Member (registering) Submit a registration form; org is created at status = 'pending' and enters the approval queue.
Org owner / admin Edit the organisation profile, view the dashboard (stats, volunteers, applications, pending hours), manage the org wallet (see Volunteering guide).
Tenant admin Review pending registrations, approve (active) or suspend (suspended) organisations, adjust the org wallet.
Platform super-admin Same as tenant admin with cross-tenant visibility.

Feature gate

Both the Organisations module and the underlying Volunteering module are on by default.

Flag Default Source
volunteering true app/Services/TenantFeatureConfig.phpFEATURE_DEFAULTS
organisations true app/Services/TenantFeatureConfig.phpFEATURE_DEFAULTS

In the React frontend, the public directory (/organisations) and the detail page (/organisations/:id) are gated on the volunteering feature flag (not a separate organisations flag):

// react-frontend/src/App.tsx
<FeatureGate feature="volunteering" fallback={<ComingSoonPage />}>
  <OrganisationsPage />
</FeatureGate>

The registration page (/organisations/register) is also gated on volunteering. When the feature is off all three routes show a Coming Soon page or redirect.
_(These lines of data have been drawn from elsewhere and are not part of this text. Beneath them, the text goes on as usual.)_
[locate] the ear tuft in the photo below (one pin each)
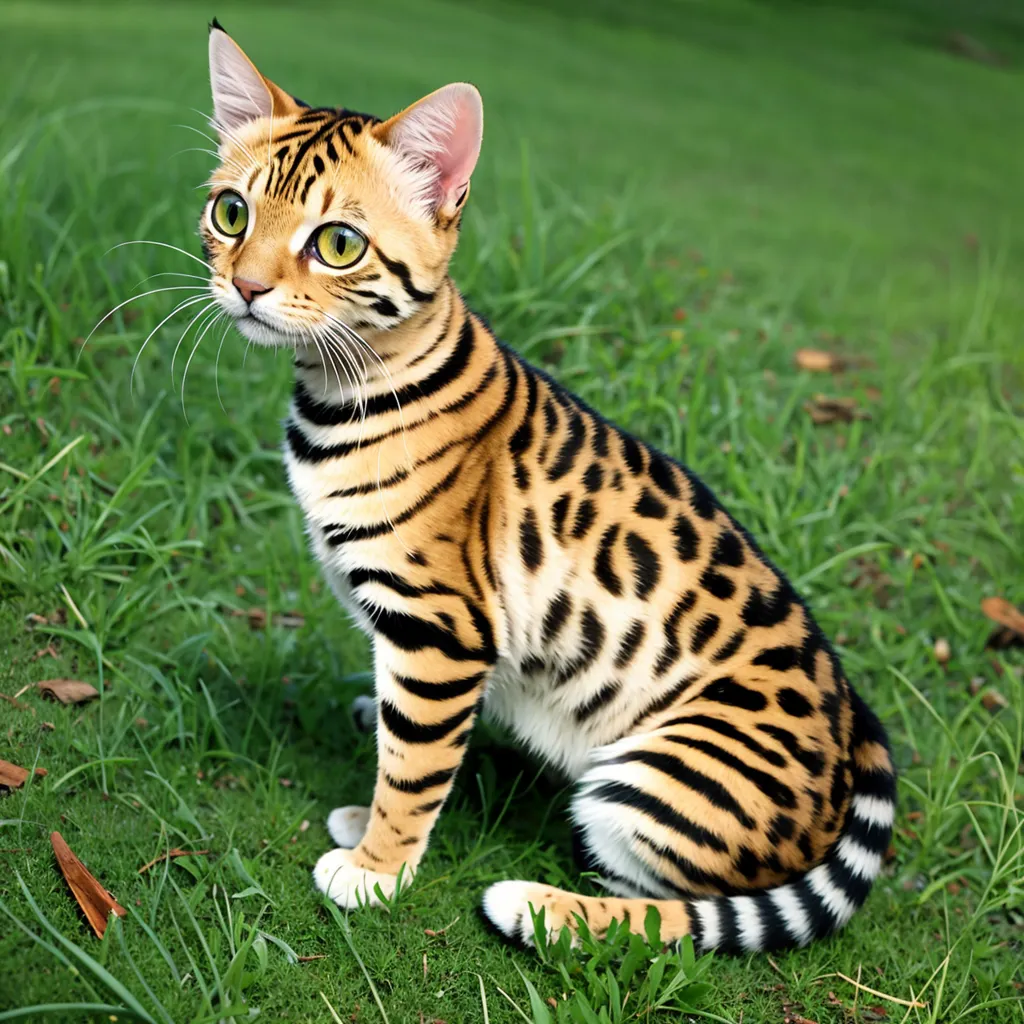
(439, 137)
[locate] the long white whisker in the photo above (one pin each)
(216, 365)
(163, 245)
(134, 298)
(202, 312)
(199, 341)
(181, 305)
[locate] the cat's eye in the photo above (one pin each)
(338, 245)
(229, 214)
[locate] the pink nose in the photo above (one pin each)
(249, 290)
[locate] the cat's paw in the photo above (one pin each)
(364, 710)
(347, 824)
(337, 876)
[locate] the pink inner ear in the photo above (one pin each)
(443, 132)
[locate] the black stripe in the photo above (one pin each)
(602, 563)
(439, 691)
(775, 791)
(600, 699)
(630, 642)
(704, 632)
(411, 731)
(566, 457)
(338, 534)
(556, 616)
(728, 729)
(629, 796)
(646, 566)
(401, 272)
(421, 783)
(714, 792)
(409, 633)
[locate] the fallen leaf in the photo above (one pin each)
(12, 776)
(1009, 619)
(257, 619)
(818, 361)
(96, 903)
(823, 409)
(175, 852)
(68, 691)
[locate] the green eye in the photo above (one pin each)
(339, 245)
(230, 215)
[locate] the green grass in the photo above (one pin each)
(666, 212)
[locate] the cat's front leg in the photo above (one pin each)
(427, 698)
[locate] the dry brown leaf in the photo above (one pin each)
(175, 852)
(823, 409)
(68, 690)
(96, 903)
(257, 619)
(12, 776)
(818, 361)
(1009, 619)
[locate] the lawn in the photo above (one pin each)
(672, 203)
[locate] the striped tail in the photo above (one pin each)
(809, 906)
(823, 899)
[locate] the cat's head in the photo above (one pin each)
(320, 216)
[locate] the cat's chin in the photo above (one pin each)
(262, 334)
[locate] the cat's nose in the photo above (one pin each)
(249, 290)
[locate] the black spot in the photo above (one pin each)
(730, 646)
(702, 632)
(556, 615)
(649, 507)
(687, 541)
(558, 512)
(646, 567)
(630, 642)
(748, 863)
(793, 702)
(662, 473)
(759, 611)
(777, 658)
(717, 585)
(602, 563)
(701, 500)
(529, 542)
(632, 455)
(584, 518)
(811, 760)
(727, 690)
(728, 550)
(594, 477)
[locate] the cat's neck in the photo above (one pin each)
(372, 363)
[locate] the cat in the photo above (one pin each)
(511, 552)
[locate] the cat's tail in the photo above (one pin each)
(808, 906)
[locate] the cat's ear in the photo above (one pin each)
(241, 93)
(439, 138)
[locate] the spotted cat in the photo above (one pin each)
(513, 553)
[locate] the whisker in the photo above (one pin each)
(163, 245)
(155, 291)
(199, 341)
(181, 305)
(216, 365)
(202, 312)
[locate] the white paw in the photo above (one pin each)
(346, 825)
(506, 905)
(364, 711)
(349, 886)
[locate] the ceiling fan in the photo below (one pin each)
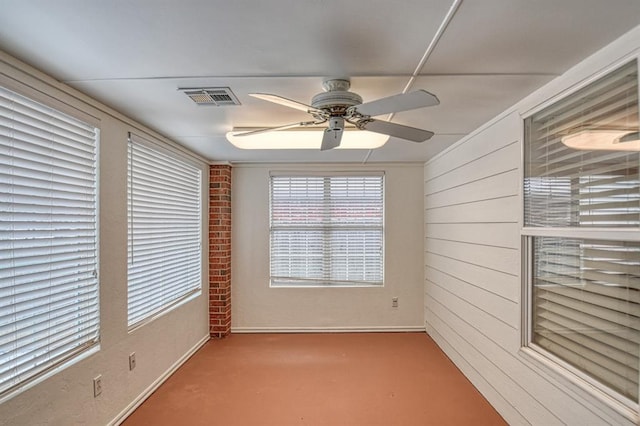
(337, 106)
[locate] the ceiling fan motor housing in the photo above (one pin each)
(337, 98)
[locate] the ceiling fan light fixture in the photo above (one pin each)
(309, 138)
(605, 140)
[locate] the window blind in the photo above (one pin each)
(49, 308)
(586, 282)
(326, 230)
(164, 238)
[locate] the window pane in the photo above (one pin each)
(164, 231)
(326, 230)
(569, 185)
(49, 309)
(586, 307)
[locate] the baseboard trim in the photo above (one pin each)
(156, 384)
(374, 329)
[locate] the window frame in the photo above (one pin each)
(192, 291)
(531, 351)
(90, 346)
(319, 283)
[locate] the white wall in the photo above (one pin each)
(67, 397)
(256, 307)
(473, 210)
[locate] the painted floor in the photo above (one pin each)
(351, 379)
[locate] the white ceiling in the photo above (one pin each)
(482, 56)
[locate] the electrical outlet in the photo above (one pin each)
(132, 361)
(97, 385)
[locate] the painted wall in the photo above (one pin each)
(256, 307)
(473, 211)
(67, 397)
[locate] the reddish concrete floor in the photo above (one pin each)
(317, 379)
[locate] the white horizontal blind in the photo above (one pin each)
(164, 249)
(326, 230)
(49, 306)
(570, 187)
(587, 308)
(586, 290)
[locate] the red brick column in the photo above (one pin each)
(219, 250)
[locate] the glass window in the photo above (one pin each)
(49, 306)
(582, 223)
(326, 230)
(164, 199)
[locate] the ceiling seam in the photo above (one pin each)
(430, 48)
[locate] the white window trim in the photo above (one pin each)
(529, 352)
(331, 173)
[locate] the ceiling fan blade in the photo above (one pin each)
(398, 103)
(331, 139)
(285, 102)
(274, 129)
(398, 130)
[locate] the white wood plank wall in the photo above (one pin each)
(472, 280)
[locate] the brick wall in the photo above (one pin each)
(219, 250)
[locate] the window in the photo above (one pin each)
(164, 230)
(49, 310)
(582, 230)
(326, 230)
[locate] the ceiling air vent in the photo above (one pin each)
(217, 96)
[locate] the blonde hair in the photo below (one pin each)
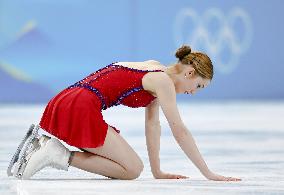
(200, 61)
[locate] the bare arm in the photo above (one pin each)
(153, 133)
(167, 99)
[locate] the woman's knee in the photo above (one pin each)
(135, 170)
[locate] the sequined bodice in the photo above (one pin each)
(117, 84)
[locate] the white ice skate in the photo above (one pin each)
(42, 152)
(25, 145)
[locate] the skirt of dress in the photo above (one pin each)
(74, 116)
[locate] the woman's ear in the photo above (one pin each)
(190, 73)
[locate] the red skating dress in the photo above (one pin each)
(75, 114)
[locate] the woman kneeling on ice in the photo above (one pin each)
(75, 116)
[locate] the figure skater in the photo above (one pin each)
(75, 116)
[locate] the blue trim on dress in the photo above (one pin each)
(87, 85)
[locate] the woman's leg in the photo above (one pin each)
(115, 159)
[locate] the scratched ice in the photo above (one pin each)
(238, 139)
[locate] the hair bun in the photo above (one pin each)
(183, 51)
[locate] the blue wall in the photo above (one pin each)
(47, 45)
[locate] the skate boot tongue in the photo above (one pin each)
(50, 153)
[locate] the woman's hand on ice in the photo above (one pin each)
(162, 175)
(216, 177)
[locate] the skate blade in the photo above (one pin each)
(23, 146)
(20, 166)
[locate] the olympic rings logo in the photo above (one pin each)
(231, 39)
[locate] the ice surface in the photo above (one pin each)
(238, 139)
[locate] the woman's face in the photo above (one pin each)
(190, 82)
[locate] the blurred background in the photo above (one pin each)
(47, 45)
(237, 121)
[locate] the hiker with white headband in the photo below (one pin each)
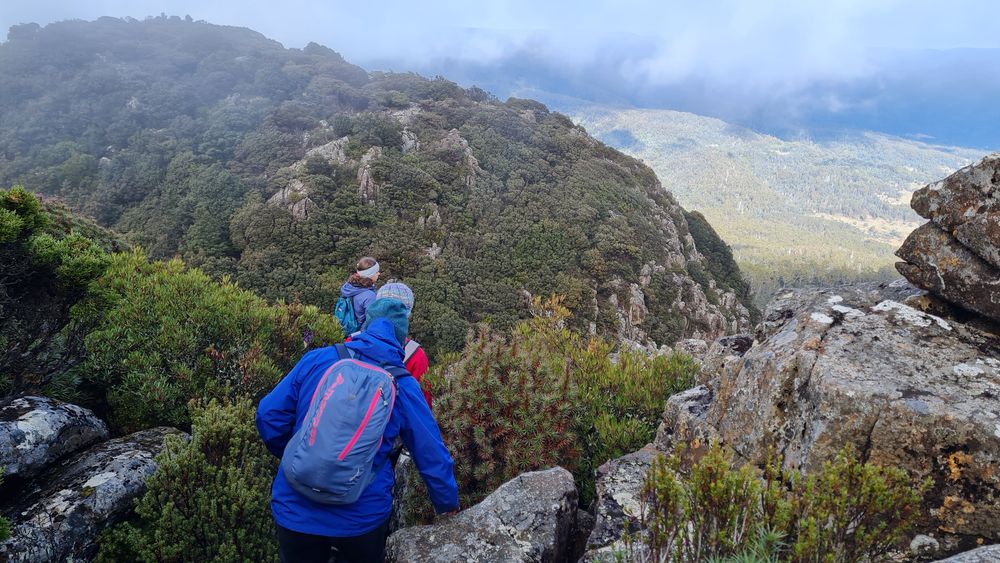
(356, 294)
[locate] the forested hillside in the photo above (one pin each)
(797, 212)
(279, 167)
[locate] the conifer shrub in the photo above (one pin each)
(45, 268)
(4, 523)
(847, 512)
(159, 334)
(209, 498)
(545, 396)
(509, 407)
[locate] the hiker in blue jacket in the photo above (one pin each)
(360, 289)
(307, 529)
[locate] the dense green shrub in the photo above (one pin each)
(45, 267)
(506, 407)
(4, 523)
(159, 334)
(847, 512)
(208, 500)
(546, 396)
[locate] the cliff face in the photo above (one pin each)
(279, 167)
(907, 376)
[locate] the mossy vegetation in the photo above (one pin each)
(848, 511)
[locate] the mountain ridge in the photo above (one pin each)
(798, 212)
(278, 167)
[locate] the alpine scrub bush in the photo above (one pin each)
(209, 498)
(508, 407)
(159, 334)
(546, 396)
(45, 267)
(4, 523)
(847, 512)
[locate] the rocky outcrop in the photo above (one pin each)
(295, 198)
(410, 141)
(367, 187)
(939, 263)
(858, 366)
(988, 554)
(956, 256)
(36, 431)
(453, 141)
(619, 486)
(60, 518)
(530, 518)
(685, 420)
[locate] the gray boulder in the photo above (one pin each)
(36, 431)
(937, 262)
(987, 554)
(967, 206)
(61, 517)
(850, 366)
(685, 418)
(619, 487)
(528, 519)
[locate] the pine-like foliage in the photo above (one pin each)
(160, 333)
(847, 512)
(208, 500)
(4, 523)
(45, 267)
(547, 396)
(509, 408)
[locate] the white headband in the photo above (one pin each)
(370, 271)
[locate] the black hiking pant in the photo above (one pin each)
(296, 547)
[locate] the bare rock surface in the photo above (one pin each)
(856, 366)
(368, 188)
(619, 486)
(36, 431)
(967, 206)
(72, 502)
(528, 519)
(937, 262)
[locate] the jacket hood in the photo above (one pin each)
(348, 290)
(378, 343)
(394, 311)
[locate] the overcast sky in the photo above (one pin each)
(777, 43)
(741, 53)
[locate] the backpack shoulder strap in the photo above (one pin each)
(343, 351)
(397, 373)
(411, 348)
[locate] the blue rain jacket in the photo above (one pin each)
(281, 412)
(361, 298)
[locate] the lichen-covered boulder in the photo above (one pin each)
(36, 431)
(685, 418)
(853, 366)
(935, 261)
(619, 487)
(528, 519)
(967, 206)
(70, 504)
(987, 554)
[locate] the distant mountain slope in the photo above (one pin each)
(796, 212)
(279, 167)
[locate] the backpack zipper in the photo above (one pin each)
(364, 423)
(322, 405)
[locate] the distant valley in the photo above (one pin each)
(795, 212)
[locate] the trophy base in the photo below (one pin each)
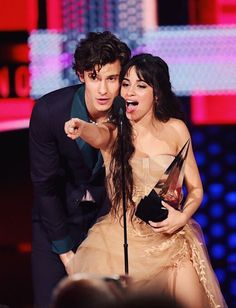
(150, 208)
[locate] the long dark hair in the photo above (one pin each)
(155, 72)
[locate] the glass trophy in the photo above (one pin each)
(168, 189)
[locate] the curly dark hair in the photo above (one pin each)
(155, 72)
(99, 48)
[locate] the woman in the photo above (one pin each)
(169, 255)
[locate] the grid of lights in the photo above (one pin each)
(202, 60)
(46, 62)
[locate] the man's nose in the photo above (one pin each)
(102, 88)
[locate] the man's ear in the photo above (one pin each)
(81, 76)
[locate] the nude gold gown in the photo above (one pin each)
(153, 257)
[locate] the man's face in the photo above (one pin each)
(100, 90)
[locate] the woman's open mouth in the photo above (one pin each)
(131, 106)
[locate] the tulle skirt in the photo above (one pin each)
(166, 262)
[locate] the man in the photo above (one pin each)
(67, 176)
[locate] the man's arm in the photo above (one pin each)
(45, 165)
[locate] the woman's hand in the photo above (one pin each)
(175, 221)
(73, 128)
(66, 259)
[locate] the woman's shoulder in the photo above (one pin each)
(177, 125)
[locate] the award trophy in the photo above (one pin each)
(168, 189)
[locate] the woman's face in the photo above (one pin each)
(138, 95)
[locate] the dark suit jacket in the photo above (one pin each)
(59, 174)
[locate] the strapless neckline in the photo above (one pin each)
(152, 157)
On the PHP/API side every endpoint calls VolunteerController::ensureFeature() or an equivalent inline check that throws 403 FEATURE_DISABLED when TenantContext::hasFeature('volunteering') is false.


Tenant scoping

Every query is scoped by TenantContext::getId():

  • VolOrganization uses the HasTenantScope Eloquent trait, which automatically appends AND tenant_id = ? to all queries on that model.
  • Raw SQL paths (dashboard stats, org member checks) pass $tenantId explicitly as a bind parameter.
  • The public directory and detail endpoints are withoutMiddleware('auth:sanctum') but still scope by tenant. They never expose wallet balance or auto_pay_enabled to unauthenticated callers — those fields are stripped in organisations() and showOrganisation() before the response is returned.

Key code locations

Concern Code
Public directory and detail API app/Http/Controllers/Api/VolunteerController.phporganisations(), showOrganisation()
Registration API VolunteerController::createOrganisation(), VolunteerService::createOrganization()
Org owner dashboard API VolunteerController::orgStats(), orgVolunteers(), orgApplications(), orgHoursPending()
Profile update API VolunteerController::updateOrganisation()
Reviews API VolunteerController::createReview(), getReviews()
Core service app/Services/VolunteerService.phpgetOrganisations(), getOrganisationById(), createOrganization(), createReview(), getReviews()
Org wallet app/Services/VolOrgWalletService.php (see Volunteering guide)
Admin management app/Http/Controllers/Api/AdminVolunteerController.phporganizations(), createOrganization(), updateOrganization(), updateOrgStatus(), organizationMembers(), adjustOrgWallet()
Eloquent model app/Models/VolOrganization.php
Membership model app/Models/OrgMember.php
Form request (registration) app/Http/Requests/Volunteering/CreateOrganisationRequest.php
React directory page react-frontend/src/pages/organisations/OrganisationsPage.tsx
React detail page react-frontend/src/pages/organisations/OrganisationDetailPage.tsx
React registration page react-frontend/src/pages/organisations/RegisterOrganisationPage.tsx
React owner dashboard react-frontend/src/pages/volunteering/MyOrganisationsPage.tsx
Accessible frontend trait app/Http/Controllers/GovukAlpha/Concerns/OrganisationsParity.php
Accessible parity routes routes/govuk-alpha-parity/organisations.php

Database tables

Table Purpose
vol_organizations One row per organisation. Key columns: tenant_id, user_id (owner), name, slug, description, contact_email, website, logo_url, status (pending/active/approved/suspended), balance decimal(10,2), auto_pay_enabled, dlp_user_id, deputy_dlp_user_id.
org_members Membership with role (owner/admin/member) and status (active/pending/invited/removed). org_type = 'volunteer' scopes rows to this module.
vol_reviews Reviews for target_type = 'organization' (or 'user'). Columns: reviewer_id, target_type, target_id, rating (1–5), comment, approved.
vol_opportunities Opportunities linked to an org via organization_id.
vol_logs Hour logs linked to an org via organization_id. Used for total_approved_hours in stats.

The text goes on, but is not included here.